Shane Connelly had to play well in the third to give Wisconsin a chance, and that’s exactly what he did. Early on, the sophomore goaltender made a huge save on a two-on-one opportunity for St. Cloud which would have given the Huskies a two goal lead. Flashing the glove, Connelly came up with the shot and kept the Badgers in the game.
They had to fight for the tying goal, but eventually the fight was successful. With Skille providing a masterful screen in front of Goepfert, Joudrey unleashed a powerful shot that Skille redirected into the net to knot the game at three, and the momentum was clearly turning in Wisconsin’s favor.
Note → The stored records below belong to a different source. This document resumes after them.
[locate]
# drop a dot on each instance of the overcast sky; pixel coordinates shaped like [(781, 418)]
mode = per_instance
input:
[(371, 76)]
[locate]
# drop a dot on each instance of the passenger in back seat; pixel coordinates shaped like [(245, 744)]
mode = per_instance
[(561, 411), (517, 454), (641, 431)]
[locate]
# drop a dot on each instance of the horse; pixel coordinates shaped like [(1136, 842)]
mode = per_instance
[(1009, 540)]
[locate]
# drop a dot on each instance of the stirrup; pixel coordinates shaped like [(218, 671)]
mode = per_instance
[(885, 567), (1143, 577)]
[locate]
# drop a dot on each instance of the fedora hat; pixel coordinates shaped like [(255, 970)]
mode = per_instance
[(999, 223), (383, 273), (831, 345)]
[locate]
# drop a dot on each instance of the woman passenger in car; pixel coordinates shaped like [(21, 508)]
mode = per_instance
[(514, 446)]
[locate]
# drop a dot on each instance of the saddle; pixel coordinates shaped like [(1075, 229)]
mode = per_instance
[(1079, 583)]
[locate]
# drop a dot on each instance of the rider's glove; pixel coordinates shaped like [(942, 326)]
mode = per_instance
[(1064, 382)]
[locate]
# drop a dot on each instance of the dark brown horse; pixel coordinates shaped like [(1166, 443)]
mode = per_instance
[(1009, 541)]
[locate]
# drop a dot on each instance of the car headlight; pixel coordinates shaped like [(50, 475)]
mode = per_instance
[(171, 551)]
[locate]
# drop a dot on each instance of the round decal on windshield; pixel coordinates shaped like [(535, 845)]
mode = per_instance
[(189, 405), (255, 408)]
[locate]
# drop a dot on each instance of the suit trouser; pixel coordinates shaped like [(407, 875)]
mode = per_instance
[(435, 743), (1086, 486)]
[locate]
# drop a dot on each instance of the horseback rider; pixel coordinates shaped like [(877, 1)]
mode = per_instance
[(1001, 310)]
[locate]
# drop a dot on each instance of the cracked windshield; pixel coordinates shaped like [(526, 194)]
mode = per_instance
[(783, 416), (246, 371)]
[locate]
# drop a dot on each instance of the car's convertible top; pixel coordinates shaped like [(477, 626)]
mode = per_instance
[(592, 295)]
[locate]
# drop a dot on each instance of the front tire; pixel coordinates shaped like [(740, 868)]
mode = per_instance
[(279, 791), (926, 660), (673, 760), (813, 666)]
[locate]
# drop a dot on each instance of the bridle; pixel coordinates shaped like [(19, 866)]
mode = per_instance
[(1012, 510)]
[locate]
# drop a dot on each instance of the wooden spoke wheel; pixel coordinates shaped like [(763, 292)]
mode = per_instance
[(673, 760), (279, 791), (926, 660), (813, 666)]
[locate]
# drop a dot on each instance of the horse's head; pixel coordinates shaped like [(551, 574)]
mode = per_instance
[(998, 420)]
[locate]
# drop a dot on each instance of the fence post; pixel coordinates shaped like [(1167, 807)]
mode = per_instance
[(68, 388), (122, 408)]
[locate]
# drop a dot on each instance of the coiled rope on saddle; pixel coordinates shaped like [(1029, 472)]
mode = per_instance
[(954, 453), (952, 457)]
The shift would have been for naught, however, if not for a fortunate bounce at the end of the game. Lasch, a speedy forward who was named to the WCHA All-Rookie Team earlier in the weekend, had plenty of open ice as he took the puck into the zone with just over a minute to play. He took a good shot that beat Connelly, but it was ultimately rubber against crossbar, and the crossbar, as usual, won out.
The first part of the overtime was dominated by St. Cloud, and Connelly came up with three big saves in the extra period to give the Badgers a chance. Street’s marker came well after St. Cloud had ceased to be a threat in the Wisconsin end.
St. Cloud State will receive a bid to the NCAA tournament for the sixth time in school history, but are clearly limping into their regional, likely as a number two seed after only two wins in their last seven games since sweeping a weekend against Minnesota three weeks ago.
“The disappointment right now is that we had a 3-1 lead and we let it get away,” said SCSU coach Bob Motzko. “But if this is going to crush us, we’re not going very far [in the NCAA tournament].”
The Huskies may have lost more than the game. Not only did the loss put a number one seed in the tournament in grave jeopardy, senior Nate Raduns, one of the top defensive forwards in the league and a key component of the SCSU penalty kill, left the game with an undisclosed injury and did not return.
Motzko was not optimistic. “This may be a setback, but the real setback is that we may have lost number eight for the NCAAs. That’s the one thing we didn’t want to happen tonight. We’re going to have to rally now and have some more people step forward.”
Wisconsin finishes its season at 19-18-4, having won two out of three games at the Final Five, but the Badgers will not be defending their title in the national tournament.
“To end our careers here at the Xcel Energy Center was as good as we could have hoped for,” said Brandt, who played in his 130th and final game as a Badger. “It was a battle for us all year long, but we kept fighting. The true character of our team showed tonight. No one quit, and no one gave up, and that character carried us through.”